Mine fermented like mad right off the bat:

But after a few days it slowed dramatically, and after three or four days it was chugging along slow and steady but had only dropped to 1.060. Through temperature ramping and yeast rousing via stirring I was able to eek out a final gravity of 1.030. The beer has since been crash-cooled and kegged and is now lagering, which it will do throughout the winter before it sees light in time for TRASH and NHC 2013 first round. If it’s good and not overly sweet, I will enter it in those competitions.

Last I heard, the WLP500 batch finished at 1.021 and the WLP530 batch, like mine, was around 1.030. The sample I tasted as I put mine away for the winter was promising – very “Belgian,” but not too much bubblegum or banana or any of that crap. It had loads of fig an dark dried fruit flavors, plus a good touch of spicy phenols. The 12% abv was strong and hot, but not solventy. My only concern was that it was too sweet. 1.030 is a high FG. We’ll just have to see how it ages out over a few months…

Here’s the bonkers recipe we followed for five gallon batches:

– 17 lb, 10.2 oz (8 kg) Weyermann Pilsner Malt
– 1 lb, 7.5 oz (.75 kg) Aromatic Malt
– 1 lb, 7.5 oz (.75 kg) Munich Malt
– 1 lb, 7.5 oz (.75 kg) Victory Malt
– 1 lb, 7.5 oz (.75 kg) Vienna Malt
– 12.3 oz (.35 kg) Belgian Special B
– 1 lb, 6.9 oz (.65 kg) Table Sugar
– 1 lb D-180 Belgian Candi Syrup
– 84 g German Hallertau Hops (4.0% AA) @ 60 min
– 28.3g Czech Saaz Hops (4.0% AA) @ 15 min

Mash at 152. The sugars were added for the last five minutes of the 90-minute boil.


Brew Day: Vienna Lager and Schwarzbier (Beers #39 & 40)

October 22, 2012

About a month ago (September 23rd) I brewed two lagers – Vienna Lager and Schwarzbier.

The recipes came from Brewing Classic Styles. That book actually has two Schwarzbier recipes, and this is not the same one that I brewed about a year ago. This one is supposed to conform more to the BJCP style guideline, whereas the one I brewed last year was overly roasty. The judges notes confirmed that.

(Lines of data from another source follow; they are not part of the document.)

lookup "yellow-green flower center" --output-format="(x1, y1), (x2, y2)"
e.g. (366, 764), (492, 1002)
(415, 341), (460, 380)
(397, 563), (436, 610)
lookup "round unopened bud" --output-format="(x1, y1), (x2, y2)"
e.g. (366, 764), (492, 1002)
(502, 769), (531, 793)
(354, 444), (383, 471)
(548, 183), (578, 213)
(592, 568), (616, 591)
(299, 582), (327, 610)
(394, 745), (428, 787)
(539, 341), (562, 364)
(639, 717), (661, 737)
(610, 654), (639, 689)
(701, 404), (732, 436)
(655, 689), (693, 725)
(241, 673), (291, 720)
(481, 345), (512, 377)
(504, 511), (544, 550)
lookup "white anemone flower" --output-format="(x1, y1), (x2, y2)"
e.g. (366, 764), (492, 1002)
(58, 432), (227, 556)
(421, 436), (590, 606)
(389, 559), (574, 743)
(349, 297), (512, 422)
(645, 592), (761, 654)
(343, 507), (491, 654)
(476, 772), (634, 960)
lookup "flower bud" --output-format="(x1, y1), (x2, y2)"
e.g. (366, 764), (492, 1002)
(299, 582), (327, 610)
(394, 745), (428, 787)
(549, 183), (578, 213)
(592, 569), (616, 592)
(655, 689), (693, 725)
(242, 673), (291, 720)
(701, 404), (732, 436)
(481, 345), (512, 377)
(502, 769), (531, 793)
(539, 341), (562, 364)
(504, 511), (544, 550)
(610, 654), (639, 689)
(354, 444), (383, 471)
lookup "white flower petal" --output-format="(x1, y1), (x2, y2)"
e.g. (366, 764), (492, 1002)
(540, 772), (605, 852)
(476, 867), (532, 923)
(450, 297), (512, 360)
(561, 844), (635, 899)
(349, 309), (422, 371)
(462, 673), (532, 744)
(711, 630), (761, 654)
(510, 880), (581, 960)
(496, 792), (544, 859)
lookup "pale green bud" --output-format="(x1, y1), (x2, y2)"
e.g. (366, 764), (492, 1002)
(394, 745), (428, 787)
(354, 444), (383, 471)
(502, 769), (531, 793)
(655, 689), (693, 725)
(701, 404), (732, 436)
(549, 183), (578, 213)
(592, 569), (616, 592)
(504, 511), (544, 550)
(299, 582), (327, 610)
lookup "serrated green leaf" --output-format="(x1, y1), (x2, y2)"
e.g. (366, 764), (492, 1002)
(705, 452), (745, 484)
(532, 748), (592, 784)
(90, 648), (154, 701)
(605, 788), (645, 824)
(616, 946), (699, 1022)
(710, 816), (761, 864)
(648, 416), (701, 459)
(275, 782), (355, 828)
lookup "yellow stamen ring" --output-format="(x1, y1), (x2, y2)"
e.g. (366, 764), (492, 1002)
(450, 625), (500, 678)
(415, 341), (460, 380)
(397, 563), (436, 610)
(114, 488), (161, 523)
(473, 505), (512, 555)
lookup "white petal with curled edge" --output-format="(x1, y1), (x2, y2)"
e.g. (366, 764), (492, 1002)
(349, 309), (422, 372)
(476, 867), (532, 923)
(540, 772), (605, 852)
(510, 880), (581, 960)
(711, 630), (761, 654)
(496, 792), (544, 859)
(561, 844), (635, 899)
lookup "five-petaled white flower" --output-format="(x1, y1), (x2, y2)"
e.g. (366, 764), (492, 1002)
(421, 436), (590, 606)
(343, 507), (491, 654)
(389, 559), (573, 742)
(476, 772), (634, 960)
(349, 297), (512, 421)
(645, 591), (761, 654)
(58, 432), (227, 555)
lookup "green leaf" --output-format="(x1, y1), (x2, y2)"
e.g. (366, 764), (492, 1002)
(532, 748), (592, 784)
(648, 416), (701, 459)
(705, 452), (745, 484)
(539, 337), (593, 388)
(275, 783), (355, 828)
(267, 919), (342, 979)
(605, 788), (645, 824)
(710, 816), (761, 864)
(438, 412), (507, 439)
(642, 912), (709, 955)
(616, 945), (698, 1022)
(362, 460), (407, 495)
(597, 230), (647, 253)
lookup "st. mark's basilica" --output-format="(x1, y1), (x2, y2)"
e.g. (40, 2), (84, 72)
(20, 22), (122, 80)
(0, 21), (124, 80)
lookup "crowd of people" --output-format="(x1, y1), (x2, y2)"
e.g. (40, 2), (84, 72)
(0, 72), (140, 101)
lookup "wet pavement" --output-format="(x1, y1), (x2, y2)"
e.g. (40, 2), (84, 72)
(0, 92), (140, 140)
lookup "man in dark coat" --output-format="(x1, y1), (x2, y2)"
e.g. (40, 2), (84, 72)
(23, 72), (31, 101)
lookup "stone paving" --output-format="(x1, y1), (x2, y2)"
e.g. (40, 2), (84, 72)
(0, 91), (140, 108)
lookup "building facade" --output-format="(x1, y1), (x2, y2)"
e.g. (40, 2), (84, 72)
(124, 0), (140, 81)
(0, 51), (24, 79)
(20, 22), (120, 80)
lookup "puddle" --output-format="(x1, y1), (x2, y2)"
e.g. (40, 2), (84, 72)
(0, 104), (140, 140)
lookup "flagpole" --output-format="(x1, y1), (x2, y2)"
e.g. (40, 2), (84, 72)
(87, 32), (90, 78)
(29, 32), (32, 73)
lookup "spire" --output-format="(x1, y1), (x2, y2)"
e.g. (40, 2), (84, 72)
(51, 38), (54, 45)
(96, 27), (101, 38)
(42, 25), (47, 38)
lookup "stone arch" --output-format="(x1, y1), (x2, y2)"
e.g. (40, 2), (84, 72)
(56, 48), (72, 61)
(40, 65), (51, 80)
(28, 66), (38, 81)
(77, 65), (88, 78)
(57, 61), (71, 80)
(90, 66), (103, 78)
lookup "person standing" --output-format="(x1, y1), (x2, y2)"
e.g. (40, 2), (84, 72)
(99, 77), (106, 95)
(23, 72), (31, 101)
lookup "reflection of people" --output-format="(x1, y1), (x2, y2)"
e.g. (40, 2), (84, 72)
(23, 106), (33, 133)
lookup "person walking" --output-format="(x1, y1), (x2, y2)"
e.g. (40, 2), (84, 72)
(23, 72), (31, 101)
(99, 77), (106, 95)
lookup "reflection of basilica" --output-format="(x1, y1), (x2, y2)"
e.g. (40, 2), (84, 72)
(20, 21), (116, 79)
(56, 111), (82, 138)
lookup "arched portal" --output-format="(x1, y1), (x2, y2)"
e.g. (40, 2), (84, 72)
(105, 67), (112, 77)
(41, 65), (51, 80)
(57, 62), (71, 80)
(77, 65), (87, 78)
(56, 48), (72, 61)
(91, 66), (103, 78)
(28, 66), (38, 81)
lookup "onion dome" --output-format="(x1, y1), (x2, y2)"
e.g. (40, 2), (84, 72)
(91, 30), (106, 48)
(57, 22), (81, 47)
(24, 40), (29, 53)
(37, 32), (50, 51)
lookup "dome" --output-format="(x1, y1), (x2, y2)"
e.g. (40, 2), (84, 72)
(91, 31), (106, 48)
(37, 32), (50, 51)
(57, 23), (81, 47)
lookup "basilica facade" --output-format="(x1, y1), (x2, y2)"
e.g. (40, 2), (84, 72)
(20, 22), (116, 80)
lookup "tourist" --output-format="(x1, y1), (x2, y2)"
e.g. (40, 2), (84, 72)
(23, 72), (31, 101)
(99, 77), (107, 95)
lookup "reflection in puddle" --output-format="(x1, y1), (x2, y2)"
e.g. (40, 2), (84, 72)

After one week of fermentation at 50°F I began the diacetyl rest by allowing them to free-rise to 68°F ambient temperature. At that point one beer was just about fully fermented and the other was about 90%. I would have preferred to start the D-rest at about 75% attenuation, but it got away from me for a day. After three days of rest I couldn’t detect much diacetyl, if any, so I moved the carboys to the fridge to crash cool and four days later (10/7/12) I kegged them up, sealed the kegs with CO2, and put them in the fridge to lager. They’ve only been lagering for 15 days, but I decided to move them to the keezer (40°F) and start carbonating them because I plan to enter them in the Butler Brewfest Homebrew Competition and entries are due next week. I would like to let these beers lager for a couple of months at least, but I don’t have a lot of beer in my pipeline right now. After the competition I might let them sit a while longer before putting them on tap for Thanksgiving.

The yeast for this beer came from the Rauchbier I brewed a month prior to brewing these two lagers. I did not create a starter for these lagers because the re-pitches were fresh (harvested two weeks prior) and half a yeast cake per pitch should have been sufficient for a couple of 1.047 lagers.